Witt enlisted with the Royal Canadian Air Force in August 1941 in Vancouver, B.C. Trained first as a navigator and then bomb aimer, Witt spent several months in late 1942 with R.C.A.F. No. 428 Squadron, before joining R.C.A.F. No. 405, in January 1943.

On July 14, 1943, Witt was flying a night mission to Aachen, Germany, when his Halifax II aircraft HR905 went missing. It was later determined that he had been killed when his plane crashed at Asten, Holland.
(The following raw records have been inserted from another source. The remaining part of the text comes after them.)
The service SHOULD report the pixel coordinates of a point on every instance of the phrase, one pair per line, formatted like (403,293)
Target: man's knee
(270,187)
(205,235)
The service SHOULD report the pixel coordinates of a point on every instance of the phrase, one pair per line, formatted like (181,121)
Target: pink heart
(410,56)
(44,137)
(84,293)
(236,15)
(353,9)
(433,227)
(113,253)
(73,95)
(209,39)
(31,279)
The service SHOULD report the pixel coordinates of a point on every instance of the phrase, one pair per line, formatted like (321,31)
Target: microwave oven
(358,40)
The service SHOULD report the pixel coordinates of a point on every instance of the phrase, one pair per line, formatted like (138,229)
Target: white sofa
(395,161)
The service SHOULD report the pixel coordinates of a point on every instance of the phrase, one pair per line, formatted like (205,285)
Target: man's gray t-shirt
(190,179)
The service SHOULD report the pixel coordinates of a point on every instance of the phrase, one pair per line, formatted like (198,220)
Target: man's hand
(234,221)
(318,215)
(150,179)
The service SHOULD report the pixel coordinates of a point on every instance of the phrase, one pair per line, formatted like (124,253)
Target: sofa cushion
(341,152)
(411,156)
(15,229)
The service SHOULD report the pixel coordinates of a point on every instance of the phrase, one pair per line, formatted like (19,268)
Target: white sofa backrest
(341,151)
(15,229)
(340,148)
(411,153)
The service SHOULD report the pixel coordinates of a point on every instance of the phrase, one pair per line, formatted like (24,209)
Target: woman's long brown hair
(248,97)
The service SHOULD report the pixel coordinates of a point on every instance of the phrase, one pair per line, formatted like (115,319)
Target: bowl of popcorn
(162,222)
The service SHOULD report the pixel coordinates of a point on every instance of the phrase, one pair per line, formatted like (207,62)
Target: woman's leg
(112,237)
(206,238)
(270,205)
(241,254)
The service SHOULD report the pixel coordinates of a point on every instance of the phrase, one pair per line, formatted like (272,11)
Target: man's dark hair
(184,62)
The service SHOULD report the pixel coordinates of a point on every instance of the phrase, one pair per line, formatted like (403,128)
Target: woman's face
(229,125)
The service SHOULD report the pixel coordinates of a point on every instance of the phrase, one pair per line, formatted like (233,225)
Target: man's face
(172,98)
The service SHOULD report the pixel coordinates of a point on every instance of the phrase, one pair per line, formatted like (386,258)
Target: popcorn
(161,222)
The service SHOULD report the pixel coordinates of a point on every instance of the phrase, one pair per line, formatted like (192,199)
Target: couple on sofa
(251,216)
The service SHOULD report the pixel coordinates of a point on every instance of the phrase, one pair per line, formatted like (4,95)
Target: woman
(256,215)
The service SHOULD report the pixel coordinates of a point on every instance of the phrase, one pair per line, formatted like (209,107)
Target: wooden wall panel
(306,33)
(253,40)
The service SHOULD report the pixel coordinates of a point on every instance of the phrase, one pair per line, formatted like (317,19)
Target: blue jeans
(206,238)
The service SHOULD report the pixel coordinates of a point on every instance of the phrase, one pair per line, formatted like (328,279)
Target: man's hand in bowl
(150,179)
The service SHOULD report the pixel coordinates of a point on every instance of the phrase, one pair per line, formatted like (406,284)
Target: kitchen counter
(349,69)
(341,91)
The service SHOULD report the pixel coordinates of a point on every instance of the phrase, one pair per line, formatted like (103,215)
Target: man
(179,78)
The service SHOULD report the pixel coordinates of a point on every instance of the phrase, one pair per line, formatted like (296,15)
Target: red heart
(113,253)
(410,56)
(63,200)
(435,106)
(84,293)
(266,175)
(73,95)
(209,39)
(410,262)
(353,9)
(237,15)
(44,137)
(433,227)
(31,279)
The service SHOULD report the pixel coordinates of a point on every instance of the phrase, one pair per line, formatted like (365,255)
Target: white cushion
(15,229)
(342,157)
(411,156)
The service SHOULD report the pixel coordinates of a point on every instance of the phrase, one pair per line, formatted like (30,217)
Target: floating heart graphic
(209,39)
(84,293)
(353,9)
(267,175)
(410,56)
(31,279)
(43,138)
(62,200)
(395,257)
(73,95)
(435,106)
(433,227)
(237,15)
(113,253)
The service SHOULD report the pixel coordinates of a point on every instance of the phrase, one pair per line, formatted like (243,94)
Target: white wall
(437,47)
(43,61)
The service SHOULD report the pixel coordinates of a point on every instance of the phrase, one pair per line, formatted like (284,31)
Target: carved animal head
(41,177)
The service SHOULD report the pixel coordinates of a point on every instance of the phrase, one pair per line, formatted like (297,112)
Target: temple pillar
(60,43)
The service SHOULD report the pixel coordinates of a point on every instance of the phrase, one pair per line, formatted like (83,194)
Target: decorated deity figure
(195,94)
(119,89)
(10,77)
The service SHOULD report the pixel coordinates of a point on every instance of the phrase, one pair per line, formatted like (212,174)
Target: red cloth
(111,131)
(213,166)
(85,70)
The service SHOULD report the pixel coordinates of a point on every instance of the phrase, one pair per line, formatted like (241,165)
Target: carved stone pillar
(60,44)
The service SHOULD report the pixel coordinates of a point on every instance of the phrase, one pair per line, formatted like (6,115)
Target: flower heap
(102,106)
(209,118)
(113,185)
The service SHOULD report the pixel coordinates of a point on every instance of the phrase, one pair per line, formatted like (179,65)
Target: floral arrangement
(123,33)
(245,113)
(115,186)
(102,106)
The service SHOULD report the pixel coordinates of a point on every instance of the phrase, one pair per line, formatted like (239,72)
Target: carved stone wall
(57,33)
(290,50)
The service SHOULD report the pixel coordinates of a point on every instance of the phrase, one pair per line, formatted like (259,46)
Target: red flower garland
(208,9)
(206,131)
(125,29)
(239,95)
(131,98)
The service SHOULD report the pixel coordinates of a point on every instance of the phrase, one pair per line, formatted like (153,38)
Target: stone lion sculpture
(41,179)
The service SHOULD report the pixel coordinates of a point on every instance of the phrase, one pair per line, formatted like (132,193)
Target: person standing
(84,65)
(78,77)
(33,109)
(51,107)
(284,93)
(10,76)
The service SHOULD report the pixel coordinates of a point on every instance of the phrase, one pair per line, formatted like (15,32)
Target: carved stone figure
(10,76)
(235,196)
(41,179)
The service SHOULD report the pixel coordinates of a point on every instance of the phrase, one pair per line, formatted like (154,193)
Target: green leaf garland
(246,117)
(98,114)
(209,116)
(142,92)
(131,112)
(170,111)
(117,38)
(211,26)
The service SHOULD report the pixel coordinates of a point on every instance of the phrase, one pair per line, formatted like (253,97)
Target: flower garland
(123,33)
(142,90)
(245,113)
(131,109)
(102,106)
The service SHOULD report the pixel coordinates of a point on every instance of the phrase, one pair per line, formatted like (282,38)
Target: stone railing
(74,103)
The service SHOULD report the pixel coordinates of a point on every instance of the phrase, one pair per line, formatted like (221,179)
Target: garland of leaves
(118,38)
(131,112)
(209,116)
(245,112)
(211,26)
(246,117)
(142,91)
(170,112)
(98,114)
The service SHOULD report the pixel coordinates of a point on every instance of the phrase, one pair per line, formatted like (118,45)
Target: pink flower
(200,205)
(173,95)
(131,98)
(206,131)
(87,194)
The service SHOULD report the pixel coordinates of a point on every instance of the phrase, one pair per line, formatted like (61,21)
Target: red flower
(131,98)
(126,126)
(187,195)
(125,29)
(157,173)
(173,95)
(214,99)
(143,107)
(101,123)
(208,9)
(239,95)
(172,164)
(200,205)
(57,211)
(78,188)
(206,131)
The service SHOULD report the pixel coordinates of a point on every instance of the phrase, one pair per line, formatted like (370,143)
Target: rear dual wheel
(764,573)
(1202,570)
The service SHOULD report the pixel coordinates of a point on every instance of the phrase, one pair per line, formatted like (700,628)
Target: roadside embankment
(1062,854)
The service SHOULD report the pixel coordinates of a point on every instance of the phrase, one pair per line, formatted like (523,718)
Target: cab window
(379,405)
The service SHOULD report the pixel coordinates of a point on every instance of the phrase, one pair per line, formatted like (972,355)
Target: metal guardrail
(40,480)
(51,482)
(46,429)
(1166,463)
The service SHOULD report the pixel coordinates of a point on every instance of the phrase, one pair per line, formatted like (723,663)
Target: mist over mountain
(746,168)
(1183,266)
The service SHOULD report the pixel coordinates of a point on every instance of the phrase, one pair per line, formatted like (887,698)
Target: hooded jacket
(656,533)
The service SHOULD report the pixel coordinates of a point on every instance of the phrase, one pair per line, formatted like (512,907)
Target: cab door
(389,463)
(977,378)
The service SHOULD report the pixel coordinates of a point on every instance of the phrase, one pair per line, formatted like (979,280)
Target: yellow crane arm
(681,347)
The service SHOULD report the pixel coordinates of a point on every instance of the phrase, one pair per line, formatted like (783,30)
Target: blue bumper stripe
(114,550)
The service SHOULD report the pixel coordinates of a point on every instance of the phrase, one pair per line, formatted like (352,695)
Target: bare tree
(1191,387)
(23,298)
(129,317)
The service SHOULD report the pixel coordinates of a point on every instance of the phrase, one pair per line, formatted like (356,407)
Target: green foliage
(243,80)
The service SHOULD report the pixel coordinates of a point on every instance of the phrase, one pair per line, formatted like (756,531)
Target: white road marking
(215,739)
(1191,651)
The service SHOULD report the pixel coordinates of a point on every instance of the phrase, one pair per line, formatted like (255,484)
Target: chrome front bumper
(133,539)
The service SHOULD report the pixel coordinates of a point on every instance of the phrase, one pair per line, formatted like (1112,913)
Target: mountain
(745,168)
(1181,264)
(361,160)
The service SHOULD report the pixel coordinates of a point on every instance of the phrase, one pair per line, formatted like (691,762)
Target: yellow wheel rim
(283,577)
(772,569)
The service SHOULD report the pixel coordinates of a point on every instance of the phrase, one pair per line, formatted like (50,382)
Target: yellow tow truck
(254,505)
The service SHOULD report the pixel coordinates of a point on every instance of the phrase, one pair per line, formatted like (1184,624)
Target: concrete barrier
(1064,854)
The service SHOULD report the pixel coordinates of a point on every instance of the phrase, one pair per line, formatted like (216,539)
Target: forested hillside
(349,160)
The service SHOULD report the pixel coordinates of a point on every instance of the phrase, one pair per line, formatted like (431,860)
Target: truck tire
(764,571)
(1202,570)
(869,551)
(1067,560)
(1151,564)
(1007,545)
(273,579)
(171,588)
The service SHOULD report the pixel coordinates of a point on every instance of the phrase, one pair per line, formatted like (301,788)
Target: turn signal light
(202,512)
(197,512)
Witt was buried in the Jonkerbos War Cemetery, Nijmegen, Netherlands.

Also killed were R.C.A.F. No. 405 Sqdn. members: F/L Roy Gordon Morrison, DFC; F/O George Glover McGladrey, DFC; P/O Thomas Henry Navin Emerson, DFM; and F/S Douglas Glenn Bebensee, DFM, as well as Royal Air Force member S/L Denzil Lloyd.Wolfe (Wolfe was Canadian but enlisted in England with the R.A.F.). Two other crew members, R.C.A.F. F/L D.M. Clarke, and R.A.F. F/L D.J. Smith (New Zealand) survived and were taken prisoner.

Collection contents:
The collection’s letters were written by Witt to his wife and parents between February and June 1943.

External links:
P/O Ernest Maurice Witt’s service record (Serv/Reg# J17710) can be viewed/downloaded in pdf format through Library and Archives Canada.
Burial information is available at the Commonwealth War Graves Commission.
A memorial page honouring Witt can be visited online at the Canadian Virtual War Memorial.
Links to records of aircrew killed with Witt on July 14, 1943:
     R.C.A.F. F/S Douglas Glenn Bebensee, DFM, service record (Serv/Reg# R68061)
     R.C.A.F. P/O Thomas Henry Navin Emerson, DFM, service record (Serv/Reg# J18062)
     R.C.A.F. F/O George Glover McGladrey, DFC, service record (Serv/Reg# J6843)
     R.C.A.F.  F/L Roy Gordon Morrison, DFC, service record (Serv/Reg# J9764)
     R.A.F. S/L Denzil Lloyd Wolfe, DFC, (Serv/Reg# 39805) burial information at the Commonwealth War Graves Commission, and memorial page at the Canadian Virtual War Memorial.

Private Joseph Robert Norton was born in Wednesbury, Staffordshire, England, on May 28, 1892. He was a student at Columbian College in New Westminster, British Columbia, at the time of his enlistment.

Norton enlisted on November 14, 1917, with the 2nd Depot Battalion in Victoria, B.C. He shipped to England in May 1918 aboard the SS Ajana where he joined the 1st Canadian Reserve Battalion, and in September was deployed to France to join the 72nd Battalion. Demobilized back to Canada following the end of the war, Norton was discharged in June 1919 in Calgary, Alberta.

Content notes:
The collection’s single letter, written by Norton in June 1918, was found together with a letter by Pte. Norman Robert Cassels Bryce in an abandoned house in Armstrong, B.C.

External links:
Private Joseph Robert Norton’s service record (Serv/Reg# 4082506) can be viewed/downloaded in pdf format through Library and Archives Canada.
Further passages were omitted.